Feinstoffliche Welten
Wiki gemeinfrei

Bei einer Video-Vorlesung mit Prof. Dr.-Ing. Beck von der Technischen Universität Clausthal über Grundlagen der Elektrotechnik (ab 1:04, Seite 2) hörte ich das Wort “Feinstofflichkeit” zum ersten Male konkret außerhalb esoterischer Ansagen und fand den Begriff  in dem Zusammenhang merkwürdig. Der Dozent bezeichnete nämlich die (elektromagnetische) Strahlung sowie den angeblich darüberliegenden Bereich von Seele und Geist als feinstofflichen Bereich. Vielleicht hatte er ja nebenstehende Tabelle im Kopf, als er seine eigene zeichnete (die ich hier wg. unklarer Urheberrechte nicht darstelle; sie ist aber die erwähnte 2. Seite in der Vorlesung und kann eingesehen werden). Nun fragt man sich natürlich, was denn Feinstofflichkeit in einer Vorlesung über Elektrotechnik zu suchen hat, aber seit den Vorfällen um Hogwarts an der Oder überrascht uns ja im Normalfall nichts mehr, auch wenn die Vorlesung bereits aus dem Wintersemester 2004/2005 stammt.

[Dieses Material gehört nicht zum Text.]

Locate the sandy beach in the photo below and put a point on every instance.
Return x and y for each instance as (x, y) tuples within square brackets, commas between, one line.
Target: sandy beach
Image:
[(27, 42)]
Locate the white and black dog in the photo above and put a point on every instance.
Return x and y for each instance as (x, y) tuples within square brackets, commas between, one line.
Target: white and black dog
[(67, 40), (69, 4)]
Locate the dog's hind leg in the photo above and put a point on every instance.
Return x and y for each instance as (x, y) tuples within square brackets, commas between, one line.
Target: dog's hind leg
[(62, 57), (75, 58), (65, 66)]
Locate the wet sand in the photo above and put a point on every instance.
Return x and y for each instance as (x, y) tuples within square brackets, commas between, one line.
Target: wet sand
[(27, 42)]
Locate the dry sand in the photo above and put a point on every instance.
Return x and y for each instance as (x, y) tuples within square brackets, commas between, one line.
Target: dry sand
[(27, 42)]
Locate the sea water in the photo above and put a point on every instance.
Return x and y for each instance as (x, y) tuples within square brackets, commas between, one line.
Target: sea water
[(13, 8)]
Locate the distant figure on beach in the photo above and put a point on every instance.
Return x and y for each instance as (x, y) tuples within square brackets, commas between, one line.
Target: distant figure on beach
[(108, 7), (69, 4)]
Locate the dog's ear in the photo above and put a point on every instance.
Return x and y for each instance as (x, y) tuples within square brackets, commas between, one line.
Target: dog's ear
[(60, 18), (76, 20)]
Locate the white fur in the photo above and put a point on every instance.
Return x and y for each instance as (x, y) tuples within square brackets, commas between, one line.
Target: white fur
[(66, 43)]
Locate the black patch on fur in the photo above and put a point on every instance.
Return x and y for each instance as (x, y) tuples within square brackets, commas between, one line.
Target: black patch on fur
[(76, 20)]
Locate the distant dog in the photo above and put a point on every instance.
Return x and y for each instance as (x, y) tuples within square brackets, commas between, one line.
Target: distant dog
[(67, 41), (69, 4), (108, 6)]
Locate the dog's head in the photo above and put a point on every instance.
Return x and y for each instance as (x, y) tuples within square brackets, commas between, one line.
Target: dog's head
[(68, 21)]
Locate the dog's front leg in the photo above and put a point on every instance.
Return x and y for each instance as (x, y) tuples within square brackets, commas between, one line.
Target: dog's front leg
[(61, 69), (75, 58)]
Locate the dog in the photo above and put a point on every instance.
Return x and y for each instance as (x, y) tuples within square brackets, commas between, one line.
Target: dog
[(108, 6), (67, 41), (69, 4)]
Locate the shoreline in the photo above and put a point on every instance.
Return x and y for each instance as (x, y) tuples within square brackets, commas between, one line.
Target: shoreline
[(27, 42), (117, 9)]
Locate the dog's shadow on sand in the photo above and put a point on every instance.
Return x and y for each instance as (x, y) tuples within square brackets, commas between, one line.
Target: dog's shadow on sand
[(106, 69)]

Zuerst jedoch muss geklärt werden, was unter dem Begriff Feinstofflichkeit überhaupt verstanden wird.
Nach Wiki ist Feinstofflichkeit der Bereich “… zwischen Materie und Immateriellem und dient in einigen philosophischen Ansätzen zur Erklärung einer Interaktion zwischen beiden Elementen bzw. zur Erklärung immaterieller Phänomene überhaupt“. Diese Vorstellung geht bis auf verschiedene antike Philosophen und spätere Religionen zurück und bezeichnet somit die Ebene der Wechselwirkung zwischen Geist und Gott, zwischen Seele und Schöpfung.

Feinstofflichkeit findet sich auch in Esowatch/Psiram, was zumeist als “schlechtes Zeichen” für die Seriosität eines Begriff anzusehen ist. Dort heisst es in dem Artikel unter anderem, dass es sich hierbei um “eine in der Wissenschaft unbekannte Eigenschaft der Materie (handelt), die sich in Unterschied zur so genannten grobstofflichen Materie nicht messen und wiegen lasse, sondern nur durch übersinnliche Wahrnehmung erkennbar sei“. Auch hier findet sich in der weiteren Beschreibung der Hinweis auf antike Philosophen und östliche Religionen, an denen verschiedene Konzepte angeknüpft wurden. Unter anderem ist daraus der Tantrismus entstanden, in dem angenommen wird, der menschliche Körper sei durch feinstoffliche Energiekanäle durchzogen und würden zusätzlich den Körper umspannen. Ansonsten ist der Tantrismus geprägt von unsinnigem und göttlichem Geschwurbel ohne Ende.
In der Kirlian-Fotografie wird von manchen Esoterikern angenommen, dass die mit elektrischer Hochspannung verursachten Koronaentladungen feinstofflicher Natur seien.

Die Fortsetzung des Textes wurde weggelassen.